Y los amigos se han hecho también amigos entre ellos. Se conocen de ninguna parte. Han hecho mucho en la vida y quieren tocar al único hombre que permanece en El Qastel. Tal vez haya más. Ciertamente, todos nosotros, los que luchamos allí, seguimos teniendo un trauma de guerra. Yo tenía diecisiete años y once meses en la batalla de Ezequiel, pero creo que Ezequiel expresa también algo que nosotros no mencionamos. No hace mucho, alguien me dijo: podrías haber desaparecido, por qué seguiste al saber que no tenías muchas posibilidades de salvación, y frente a Ezequiel, no entiendo por qué precisamente allí, frente a su rostro surcado de arrugas, ante la tranquilidad de la tristeza y el pobre esplendor de un anciano soldado, pensé que hay algo en los soldados, en todas las guerras, que la gente que no ha luchado no podrá conocer nunca: la terrible dependencia de la matanza. Hay un instinto ancestral en el hombre, hemos nacido para matar con el fin de vivir, de cazar, de proteger a nuestra familia, recuerdo que, entre tanto, entre el dolor y la inexistencia, amé los momentos de la batalla. Todos los amamos. Todo soldado que lucha ama disparar y matar. Tiene un enemigo. El enemigo no permite pensar en la moral o cosas por estilo, en la batalla somos bestias, sedientas de sangre, eso no nos ayudaría. Cuando regresé de la guerra, un amigo mío hizo una fiesta en el jardín de la casa de sus padres. Fui. Estaban allí todos los amigos de antes de la guerra. Bebimos un poco. No éramos unos grandes bebedores y, tras dos o tres horas de exaltación de la amistad, cuando hubiésemos tenido que sentarnos «junto al fuego y recordar nuestros días en el Palmaj», me subí a una mesa, a pesar de tener aún la pierna escayolada, o quizá ya solo la llevase vendada, Ezequiel recordaba cada piedra de El Qastel pero él estaba allí y yo ya estaba a continuación, en casa de mi amigo, y pronuncié un discurso. No recuerdo exactamente lo que dije. Oí gritos. Me increparon. Poco a poco, todos fueron desapareciendo. Incluido el anfitrión. Me quedé sobre la hierba verde frente a una pequeña casa donde hoy han construido una casa de cuatro plantas y hablé sobre la muerte. Sobre la riqueza de la muerte. Sobre la belleza de la muerte. Sobre mi participación en la matanza y sobre como no me arrepentía. Después me arrepentí. Después hice autocrítica, pero entonces no. Tampoco ahora que he envejecido.
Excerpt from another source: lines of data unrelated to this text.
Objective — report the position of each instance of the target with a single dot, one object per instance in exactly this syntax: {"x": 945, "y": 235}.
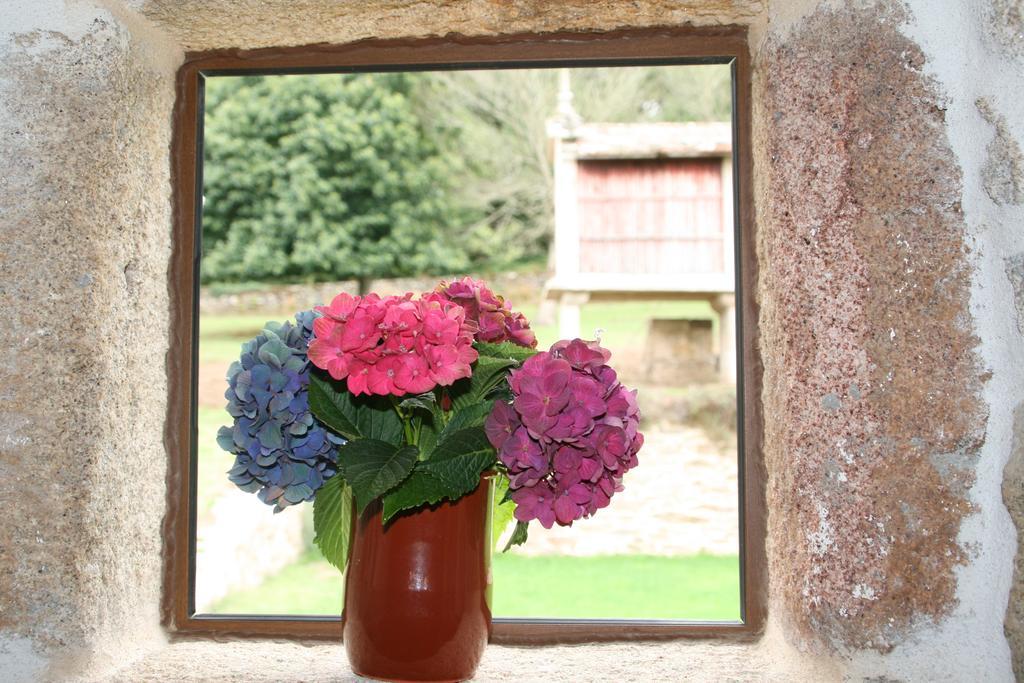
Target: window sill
{"x": 274, "y": 660}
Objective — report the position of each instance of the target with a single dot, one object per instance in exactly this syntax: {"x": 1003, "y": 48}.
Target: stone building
{"x": 644, "y": 211}
{"x": 888, "y": 188}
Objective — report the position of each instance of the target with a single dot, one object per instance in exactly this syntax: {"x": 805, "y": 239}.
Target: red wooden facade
{"x": 651, "y": 216}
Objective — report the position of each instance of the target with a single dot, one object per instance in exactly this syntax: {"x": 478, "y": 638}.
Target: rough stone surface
{"x": 864, "y": 282}
{"x": 1006, "y": 26}
{"x": 288, "y": 663}
{"x": 85, "y": 243}
{"x": 1003, "y": 174}
{"x": 1015, "y": 272}
{"x": 199, "y": 26}
{"x": 1013, "y": 497}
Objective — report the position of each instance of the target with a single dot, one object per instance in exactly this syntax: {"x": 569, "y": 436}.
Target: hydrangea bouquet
{"x": 409, "y": 399}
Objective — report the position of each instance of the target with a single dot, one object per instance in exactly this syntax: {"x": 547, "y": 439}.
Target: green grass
{"x": 625, "y": 326}
{"x": 698, "y": 587}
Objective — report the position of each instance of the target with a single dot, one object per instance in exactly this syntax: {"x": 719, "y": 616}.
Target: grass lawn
{"x": 698, "y": 587}
{"x": 628, "y": 587}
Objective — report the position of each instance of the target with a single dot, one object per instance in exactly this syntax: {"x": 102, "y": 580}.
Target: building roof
{"x": 652, "y": 140}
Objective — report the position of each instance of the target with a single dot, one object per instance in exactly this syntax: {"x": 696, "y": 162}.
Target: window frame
{"x": 624, "y": 47}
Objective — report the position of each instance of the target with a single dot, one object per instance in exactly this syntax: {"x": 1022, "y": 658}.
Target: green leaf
{"x": 435, "y": 480}
{"x": 503, "y": 511}
{"x": 372, "y": 467}
{"x": 518, "y": 536}
{"x": 422, "y": 400}
{"x": 469, "y": 441}
{"x": 419, "y": 488}
{"x": 487, "y": 375}
{"x": 353, "y": 417}
{"x": 333, "y": 520}
{"x": 335, "y": 409}
{"x": 471, "y": 416}
{"x": 507, "y": 350}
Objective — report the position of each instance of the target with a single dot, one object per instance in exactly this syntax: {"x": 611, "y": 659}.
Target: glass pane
{"x": 474, "y": 173}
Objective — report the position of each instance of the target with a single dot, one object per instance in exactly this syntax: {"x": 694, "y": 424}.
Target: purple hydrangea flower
{"x": 569, "y": 434}
{"x": 282, "y": 452}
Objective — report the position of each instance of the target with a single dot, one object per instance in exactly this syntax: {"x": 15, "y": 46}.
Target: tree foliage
{"x": 506, "y": 178}
{"x": 372, "y": 175}
{"x": 324, "y": 177}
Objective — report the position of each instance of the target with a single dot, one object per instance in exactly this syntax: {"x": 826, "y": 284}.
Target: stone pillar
{"x": 85, "y": 113}
{"x": 568, "y": 313}
{"x": 725, "y": 306}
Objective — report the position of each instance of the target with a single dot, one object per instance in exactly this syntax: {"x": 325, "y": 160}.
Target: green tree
{"x": 324, "y": 177}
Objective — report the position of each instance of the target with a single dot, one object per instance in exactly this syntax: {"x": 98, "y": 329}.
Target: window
{"x": 694, "y": 190}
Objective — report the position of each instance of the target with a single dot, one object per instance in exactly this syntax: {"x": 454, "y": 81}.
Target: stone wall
{"x": 888, "y": 188}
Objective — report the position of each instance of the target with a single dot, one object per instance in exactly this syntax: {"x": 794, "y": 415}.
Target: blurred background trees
{"x": 383, "y": 175}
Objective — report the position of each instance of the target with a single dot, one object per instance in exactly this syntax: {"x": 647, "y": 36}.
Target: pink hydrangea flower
{"x": 492, "y": 317}
{"x": 393, "y": 345}
{"x": 568, "y": 435}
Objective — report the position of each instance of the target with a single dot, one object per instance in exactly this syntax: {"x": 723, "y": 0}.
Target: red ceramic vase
{"x": 418, "y": 591}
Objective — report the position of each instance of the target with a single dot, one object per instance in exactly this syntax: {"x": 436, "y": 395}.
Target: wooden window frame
{"x": 627, "y": 47}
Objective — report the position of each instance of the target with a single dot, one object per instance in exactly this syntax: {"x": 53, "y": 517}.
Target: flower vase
{"x": 418, "y": 590}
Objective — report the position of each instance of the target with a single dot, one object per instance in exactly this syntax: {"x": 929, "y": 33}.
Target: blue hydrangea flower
{"x": 281, "y": 450}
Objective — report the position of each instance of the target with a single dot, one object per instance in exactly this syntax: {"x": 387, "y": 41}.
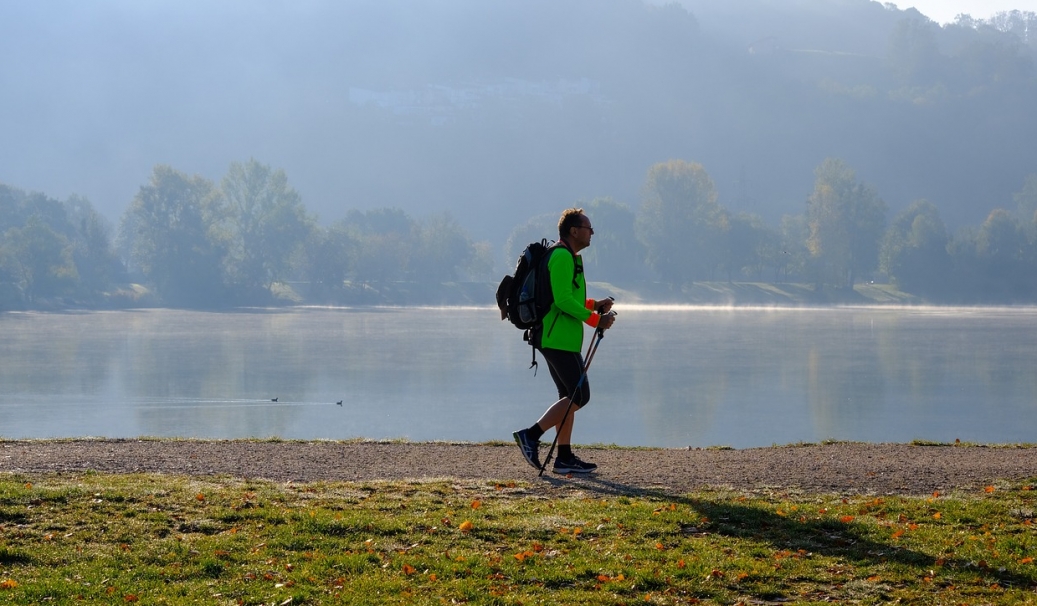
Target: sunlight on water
{"x": 665, "y": 376}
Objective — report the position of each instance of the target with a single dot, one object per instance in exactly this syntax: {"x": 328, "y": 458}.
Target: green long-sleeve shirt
{"x": 563, "y": 323}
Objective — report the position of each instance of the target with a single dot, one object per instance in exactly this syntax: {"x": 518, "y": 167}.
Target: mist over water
{"x": 665, "y": 376}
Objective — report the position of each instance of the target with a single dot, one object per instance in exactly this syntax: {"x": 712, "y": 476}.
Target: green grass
{"x": 97, "y": 539}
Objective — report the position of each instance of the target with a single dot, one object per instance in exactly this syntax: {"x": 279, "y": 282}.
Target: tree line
{"x": 249, "y": 240}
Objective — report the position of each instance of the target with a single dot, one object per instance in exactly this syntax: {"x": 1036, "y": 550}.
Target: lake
{"x": 665, "y": 376}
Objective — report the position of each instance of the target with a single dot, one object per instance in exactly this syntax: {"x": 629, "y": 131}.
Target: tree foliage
{"x": 265, "y": 224}
{"x": 680, "y": 221}
{"x": 169, "y": 230}
{"x": 846, "y": 219}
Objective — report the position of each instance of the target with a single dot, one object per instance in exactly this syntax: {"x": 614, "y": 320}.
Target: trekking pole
{"x": 591, "y": 350}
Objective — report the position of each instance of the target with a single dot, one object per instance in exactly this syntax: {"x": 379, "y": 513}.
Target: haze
{"x": 500, "y": 111}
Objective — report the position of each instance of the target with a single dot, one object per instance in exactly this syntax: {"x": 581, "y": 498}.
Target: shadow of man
{"x": 795, "y": 535}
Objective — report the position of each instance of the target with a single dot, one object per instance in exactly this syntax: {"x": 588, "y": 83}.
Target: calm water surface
{"x": 663, "y": 377}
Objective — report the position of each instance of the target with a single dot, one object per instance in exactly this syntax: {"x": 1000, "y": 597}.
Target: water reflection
{"x": 665, "y": 377}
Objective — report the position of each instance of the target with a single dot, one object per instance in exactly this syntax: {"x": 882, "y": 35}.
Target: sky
{"x": 945, "y": 10}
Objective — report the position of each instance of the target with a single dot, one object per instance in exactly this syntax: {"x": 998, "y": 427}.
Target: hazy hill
{"x": 503, "y": 110}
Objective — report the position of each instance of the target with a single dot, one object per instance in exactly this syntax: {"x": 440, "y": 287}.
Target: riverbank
{"x": 840, "y": 468}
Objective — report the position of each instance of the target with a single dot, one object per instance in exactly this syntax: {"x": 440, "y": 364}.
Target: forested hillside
{"x": 485, "y": 119}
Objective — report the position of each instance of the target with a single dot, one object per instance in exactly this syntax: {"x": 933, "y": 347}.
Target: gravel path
{"x": 841, "y": 468}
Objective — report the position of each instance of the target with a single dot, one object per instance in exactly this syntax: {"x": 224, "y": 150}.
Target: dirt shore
{"x": 840, "y": 468}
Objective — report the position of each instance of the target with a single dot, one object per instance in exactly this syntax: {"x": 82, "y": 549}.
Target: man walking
{"x": 560, "y": 339}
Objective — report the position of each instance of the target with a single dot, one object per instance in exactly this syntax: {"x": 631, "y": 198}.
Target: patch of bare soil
{"x": 841, "y": 468}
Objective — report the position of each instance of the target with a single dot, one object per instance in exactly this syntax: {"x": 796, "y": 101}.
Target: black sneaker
{"x": 573, "y": 465}
{"x": 530, "y": 447}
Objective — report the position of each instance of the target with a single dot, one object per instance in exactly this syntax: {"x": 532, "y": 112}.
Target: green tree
{"x": 846, "y": 220}
{"x": 914, "y": 251}
{"x": 267, "y": 225}
{"x": 615, "y": 254}
{"x": 680, "y": 223}
{"x": 95, "y": 260}
{"x": 40, "y": 259}
{"x": 169, "y": 231}
{"x": 793, "y": 256}
{"x": 1004, "y": 254}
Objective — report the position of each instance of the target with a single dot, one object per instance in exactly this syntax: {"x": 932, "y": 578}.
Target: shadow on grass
{"x": 825, "y": 536}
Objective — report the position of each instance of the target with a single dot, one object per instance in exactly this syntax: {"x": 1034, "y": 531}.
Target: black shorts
{"x": 566, "y": 368}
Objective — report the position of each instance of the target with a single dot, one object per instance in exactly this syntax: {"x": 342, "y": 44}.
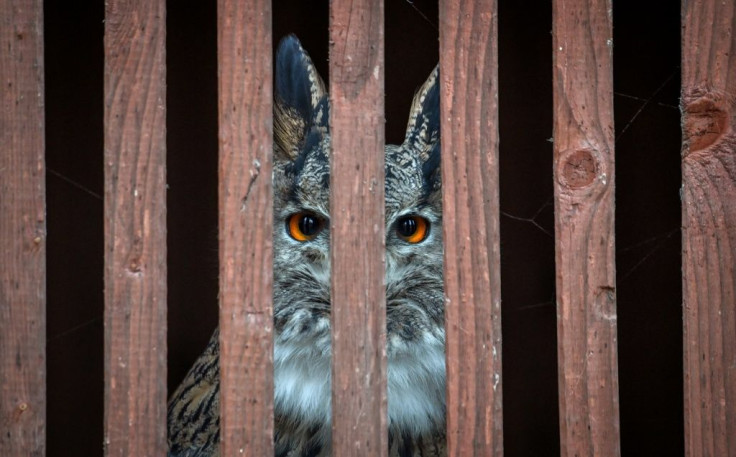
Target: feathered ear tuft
{"x": 423, "y": 130}
{"x": 300, "y": 100}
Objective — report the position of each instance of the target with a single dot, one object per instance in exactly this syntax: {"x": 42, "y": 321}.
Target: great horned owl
{"x": 301, "y": 288}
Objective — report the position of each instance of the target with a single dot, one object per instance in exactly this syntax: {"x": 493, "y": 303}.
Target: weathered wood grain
{"x": 22, "y": 231}
{"x": 135, "y": 228}
{"x": 709, "y": 226}
{"x": 359, "y": 404}
{"x": 246, "y": 322}
{"x": 584, "y": 228}
{"x": 469, "y": 75}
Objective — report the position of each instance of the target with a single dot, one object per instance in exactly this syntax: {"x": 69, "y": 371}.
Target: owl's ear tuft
{"x": 300, "y": 101}
{"x": 423, "y": 130}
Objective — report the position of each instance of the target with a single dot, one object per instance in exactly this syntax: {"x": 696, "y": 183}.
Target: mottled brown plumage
{"x": 414, "y": 288}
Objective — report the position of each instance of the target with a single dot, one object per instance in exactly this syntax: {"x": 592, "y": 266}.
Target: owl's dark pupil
{"x": 407, "y": 227}
{"x": 308, "y": 225}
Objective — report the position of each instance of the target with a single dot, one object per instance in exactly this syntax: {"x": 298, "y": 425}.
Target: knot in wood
{"x": 705, "y": 123}
{"x": 578, "y": 168}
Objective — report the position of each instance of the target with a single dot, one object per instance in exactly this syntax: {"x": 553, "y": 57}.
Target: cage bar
{"x": 357, "y": 239}
{"x": 469, "y": 107}
{"x": 135, "y": 227}
{"x": 246, "y": 213}
{"x": 709, "y": 226}
{"x": 22, "y": 231}
{"x": 584, "y": 227}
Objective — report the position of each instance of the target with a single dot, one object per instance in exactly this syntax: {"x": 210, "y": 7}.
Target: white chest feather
{"x": 416, "y": 385}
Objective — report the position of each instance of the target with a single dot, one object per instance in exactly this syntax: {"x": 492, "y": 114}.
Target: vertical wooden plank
{"x": 469, "y": 74}
{"x": 22, "y": 231}
{"x": 584, "y": 228}
{"x": 246, "y": 322}
{"x": 709, "y": 226}
{"x": 135, "y": 228}
{"x": 359, "y": 405}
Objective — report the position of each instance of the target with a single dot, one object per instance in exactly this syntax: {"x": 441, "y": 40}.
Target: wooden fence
{"x": 584, "y": 177}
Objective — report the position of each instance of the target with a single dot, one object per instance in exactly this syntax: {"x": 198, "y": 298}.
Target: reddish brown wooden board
{"x": 469, "y": 91}
{"x": 135, "y": 228}
{"x": 359, "y": 405}
{"x": 246, "y": 322}
{"x": 709, "y": 226}
{"x": 22, "y": 231}
{"x": 584, "y": 227}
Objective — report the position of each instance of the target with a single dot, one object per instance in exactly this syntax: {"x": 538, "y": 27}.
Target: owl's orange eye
{"x": 304, "y": 226}
{"x": 412, "y": 229}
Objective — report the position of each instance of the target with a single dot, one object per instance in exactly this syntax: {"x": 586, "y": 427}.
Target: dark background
{"x": 646, "y": 85}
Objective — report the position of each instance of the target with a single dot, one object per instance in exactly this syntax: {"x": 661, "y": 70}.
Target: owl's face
{"x": 414, "y": 287}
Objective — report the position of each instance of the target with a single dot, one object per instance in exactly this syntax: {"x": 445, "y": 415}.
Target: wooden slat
{"x": 246, "y": 325}
{"x": 709, "y": 226}
{"x": 135, "y": 228}
{"x": 469, "y": 75}
{"x": 22, "y": 231}
{"x": 359, "y": 405}
{"x": 584, "y": 228}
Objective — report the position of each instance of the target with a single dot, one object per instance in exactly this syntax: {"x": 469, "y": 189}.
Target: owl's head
{"x": 414, "y": 287}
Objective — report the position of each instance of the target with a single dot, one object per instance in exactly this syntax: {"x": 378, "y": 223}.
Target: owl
{"x": 301, "y": 282}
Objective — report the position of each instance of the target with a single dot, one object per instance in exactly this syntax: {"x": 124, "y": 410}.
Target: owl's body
{"x": 414, "y": 288}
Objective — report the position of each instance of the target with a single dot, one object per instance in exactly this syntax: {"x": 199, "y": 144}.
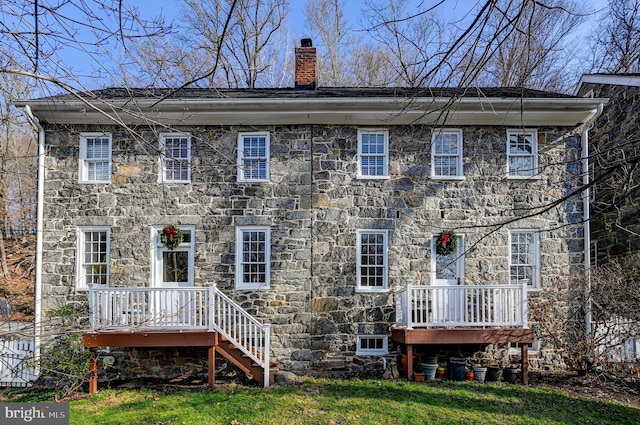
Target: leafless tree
{"x": 536, "y": 53}
{"x": 616, "y": 40}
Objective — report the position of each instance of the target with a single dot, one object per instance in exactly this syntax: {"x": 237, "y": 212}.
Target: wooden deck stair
{"x": 253, "y": 370}
{"x": 214, "y": 341}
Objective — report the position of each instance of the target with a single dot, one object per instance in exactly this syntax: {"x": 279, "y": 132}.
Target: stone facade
{"x": 314, "y": 204}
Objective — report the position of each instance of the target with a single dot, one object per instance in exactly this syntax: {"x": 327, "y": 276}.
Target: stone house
{"x": 357, "y": 222}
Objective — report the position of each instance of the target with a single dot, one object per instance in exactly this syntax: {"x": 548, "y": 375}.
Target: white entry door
{"x": 447, "y": 272}
{"x": 173, "y": 269}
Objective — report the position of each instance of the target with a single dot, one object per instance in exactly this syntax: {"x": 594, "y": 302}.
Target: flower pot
{"x": 429, "y": 370}
{"x": 457, "y": 367}
{"x": 405, "y": 363}
{"x": 494, "y": 373}
{"x": 510, "y": 375}
{"x": 479, "y": 373}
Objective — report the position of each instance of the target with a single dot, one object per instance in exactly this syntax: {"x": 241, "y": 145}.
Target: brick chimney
{"x": 306, "y": 66}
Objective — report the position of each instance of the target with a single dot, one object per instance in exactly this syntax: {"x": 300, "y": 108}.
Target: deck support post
{"x": 525, "y": 363}
{"x": 93, "y": 374}
{"x": 212, "y": 367}
{"x": 409, "y": 362}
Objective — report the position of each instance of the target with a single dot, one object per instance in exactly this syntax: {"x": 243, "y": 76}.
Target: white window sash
{"x": 367, "y": 268}
{"x": 247, "y": 159}
{"x": 531, "y": 170}
{"x": 157, "y": 256}
{"x": 456, "y": 157}
{"x": 365, "y": 157}
{"x": 175, "y": 168}
{"x": 375, "y": 351}
{"x": 95, "y": 162}
{"x": 261, "y": 267}
{"x": 531, "y": 249}
{"x": 99, "y": 274}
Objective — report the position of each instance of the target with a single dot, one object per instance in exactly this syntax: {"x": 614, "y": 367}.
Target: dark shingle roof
{"x": 324, "y": 92}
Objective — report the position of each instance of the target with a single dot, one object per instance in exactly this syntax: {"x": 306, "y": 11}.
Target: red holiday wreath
{"x": 446, "y": 243}
{"x": 171, "y": 237}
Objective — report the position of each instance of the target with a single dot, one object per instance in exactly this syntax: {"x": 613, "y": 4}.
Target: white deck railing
{"x": 203, "y": 308}
{"x": 17, "y": 368}
{"x": 462, "y": 306}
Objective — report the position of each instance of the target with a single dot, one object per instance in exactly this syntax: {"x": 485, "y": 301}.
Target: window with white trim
{"x": 253, "y": 157}
{"x": 92, "y": 257}
{"x": 372, "y": 260}
{"x": 524, "y": 258}
{"x": 253, "y": 257}
{"x": 173, "y": 266}
{"x": 95, "y": 158}
{"x": 446, "y": 154}
{"x": 372, "y": 345}
{"x": 522, "y": 153}
{"x": 175, "y": 149}
{"x": 373, "y": 154}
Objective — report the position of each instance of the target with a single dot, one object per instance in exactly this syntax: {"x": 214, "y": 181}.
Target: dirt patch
{"x": 594, "y": 386}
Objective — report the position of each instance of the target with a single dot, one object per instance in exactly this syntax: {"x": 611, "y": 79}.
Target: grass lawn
{"x": 328, "y": 401}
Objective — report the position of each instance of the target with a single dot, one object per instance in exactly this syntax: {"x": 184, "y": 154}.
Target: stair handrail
{"x": 239, "y": 327}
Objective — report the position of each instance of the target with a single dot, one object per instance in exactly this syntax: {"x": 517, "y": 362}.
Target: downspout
{"x": 39, "y": 236}
{"x": 586, "y": 194}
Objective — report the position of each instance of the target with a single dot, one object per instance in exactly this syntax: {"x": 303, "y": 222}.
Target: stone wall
{"x": 314, "y": 204}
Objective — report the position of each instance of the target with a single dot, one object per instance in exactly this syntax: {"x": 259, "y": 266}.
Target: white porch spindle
{"x": 204, "y": 308}
{"x": 462, "y": 306}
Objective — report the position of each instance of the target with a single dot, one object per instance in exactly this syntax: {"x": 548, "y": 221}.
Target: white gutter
{"x": 586, "y": 194}
{"x": 39, "y": 234}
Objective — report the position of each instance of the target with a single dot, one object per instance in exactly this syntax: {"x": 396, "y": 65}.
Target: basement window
{"x": 372, "y": 345}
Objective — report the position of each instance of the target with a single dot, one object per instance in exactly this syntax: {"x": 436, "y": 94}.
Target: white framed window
{"x": 372, "y": 345}
{"x": 524, "y": 257}
{"x": 95, "y": 158}
{"x": 92, "y": 256}
{"x": 373, "y": 265}
{"x": 173, "y": 267}
{"x": 253, "y": 157}
{"x": 446, "y": 154}
{"x": 373, "y": 154}
{"x": 175, "y": 158}
{"x": 253, "y": 257}
{"x": 522, "y": 153}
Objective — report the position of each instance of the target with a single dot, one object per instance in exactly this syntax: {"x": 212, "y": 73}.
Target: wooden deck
{"x": 439, "y": 336}
{"x": 178, "y": 338}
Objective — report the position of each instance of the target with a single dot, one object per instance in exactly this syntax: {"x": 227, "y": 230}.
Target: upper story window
{"x": 253, "y": 157}
{"x": 95, "y": 158}
{"x": 373, "y": 266}
{"x": 524, "y": 258}
{"x": 373, "y": 154}
{"x": 522, "y": 153}
{"x": 253, "y": 257}
{"x": 92, "y": 257}
{"x": 446, "y": 154}
{"x": 175, "y": 157}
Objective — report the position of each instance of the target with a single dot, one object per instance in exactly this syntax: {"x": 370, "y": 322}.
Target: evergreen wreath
{"x": 446, "y": 243}
{"x": 171, "y": 237}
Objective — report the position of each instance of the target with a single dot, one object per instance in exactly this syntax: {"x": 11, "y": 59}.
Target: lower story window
{"x": 372, "y": 345}
{"x": 92, "y": 257}
{"x": 253, "y": 257}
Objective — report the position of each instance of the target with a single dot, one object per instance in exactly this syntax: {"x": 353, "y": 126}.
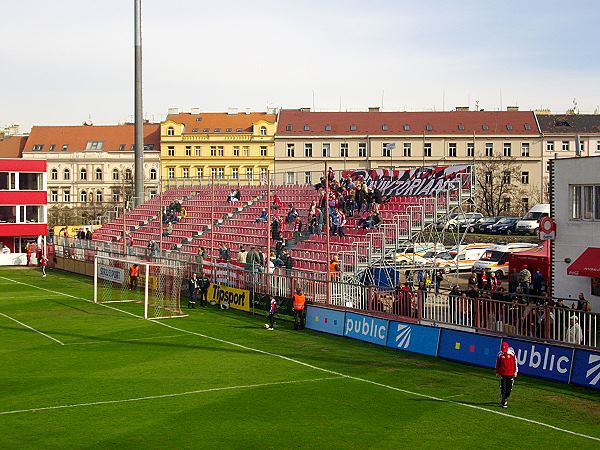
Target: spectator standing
{"x": 506, "y": 369}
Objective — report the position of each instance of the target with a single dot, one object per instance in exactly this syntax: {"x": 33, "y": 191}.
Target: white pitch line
{"x": 118, "y": 341}
{"x": 364, "y": 380}
{"x": 32, "y": 329}
{"x": 154, "y": 397}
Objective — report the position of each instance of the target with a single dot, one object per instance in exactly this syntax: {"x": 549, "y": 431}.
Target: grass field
{"x": 78, "y": 375}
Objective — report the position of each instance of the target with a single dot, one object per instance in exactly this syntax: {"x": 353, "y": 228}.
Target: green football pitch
{"x": 74, "y": 374}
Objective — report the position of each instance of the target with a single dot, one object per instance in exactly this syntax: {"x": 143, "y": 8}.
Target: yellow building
{"x": 233, "y": 147}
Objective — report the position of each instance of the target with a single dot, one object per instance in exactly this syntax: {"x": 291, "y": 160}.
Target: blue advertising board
{"x": 325, "y": 320}
{"x": 413, "y": 338}
{"x": 586, "y": 369}
{"x": 469, "y": 347}
{"x": 541, "y": 360}
{"x": 366, "y": 328}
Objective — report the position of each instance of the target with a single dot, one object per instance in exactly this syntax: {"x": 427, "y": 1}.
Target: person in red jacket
{"x": 506, "y": 370}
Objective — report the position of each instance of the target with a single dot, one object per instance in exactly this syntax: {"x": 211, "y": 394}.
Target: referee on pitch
{"x": 506, "y": 370}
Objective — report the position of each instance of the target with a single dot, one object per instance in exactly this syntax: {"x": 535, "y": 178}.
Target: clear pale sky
{"x": 64, "y": 61}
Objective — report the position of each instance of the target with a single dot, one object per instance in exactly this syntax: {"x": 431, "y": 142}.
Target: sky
{"x": 68, "y": 61}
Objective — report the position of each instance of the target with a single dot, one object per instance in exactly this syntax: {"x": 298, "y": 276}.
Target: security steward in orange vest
{"x": 298, "y": 304}
{"x": 134, "y": 275}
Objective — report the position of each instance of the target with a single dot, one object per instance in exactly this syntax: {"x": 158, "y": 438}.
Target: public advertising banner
{"x": 366, "y": 328}
{"x": 413, "y": 338}
{"x": 236, "y": 298}
{"x": 325, "y": 320}
{"x": 586, "y": 369}
{"x": 469, "y": 347}
{"x": 541, "y": 360}
{"x": 422, "y": 181}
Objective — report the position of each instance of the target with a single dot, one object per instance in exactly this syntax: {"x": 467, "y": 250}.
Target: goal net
{"x": 154, "y": 286}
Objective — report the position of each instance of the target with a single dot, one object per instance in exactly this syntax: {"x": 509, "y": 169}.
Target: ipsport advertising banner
{"x": 366, "y": 328}
{"x": 471, "y": 348}
{"x": 325, "y": 320}
{"x": 236, "y": 298}
{"x": 541, "y": 360}
{"x": 586, "y": 369}
{"x": 413, "y": 338}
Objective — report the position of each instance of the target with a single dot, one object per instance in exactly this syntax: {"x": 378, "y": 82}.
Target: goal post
{"x": 154, "y": 286}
He escrito que maté a un niño. Pero todo el que estuvo en aquella batalla sobre la que he escrito sabe que no maté al niño. Mi amigo, casi como un hermano para mí, lo mató. Yo apunté para matar a mi compañero, pero no le di. La culpabilidad me dejó una profunda herida. Solo ahora comprendo el castigo que me impuse cuando escribí que había disparado al niño. No le di a mi compañero. Ahora ya son las doce de la mañana del viernes 6 de agosto, el día más caluroso hasta el sábado, y Ezequiel permanece allí para escapar de lo que yo llevo soportando toda la vida: él permanece allí y no hay en él culpa ni examen ni arrepentimiento. En el «casi», él espera la bala que lo mate. Ezequiel dijo que cargó con un herido. El comandante le mandó coger al herido y él no quiso cargar con él, pero el comandante lo ordenó y él cargó con él, no recuerda quién le disparó, dieron al herido, el herido murió y él, Ezequiel, se salvó.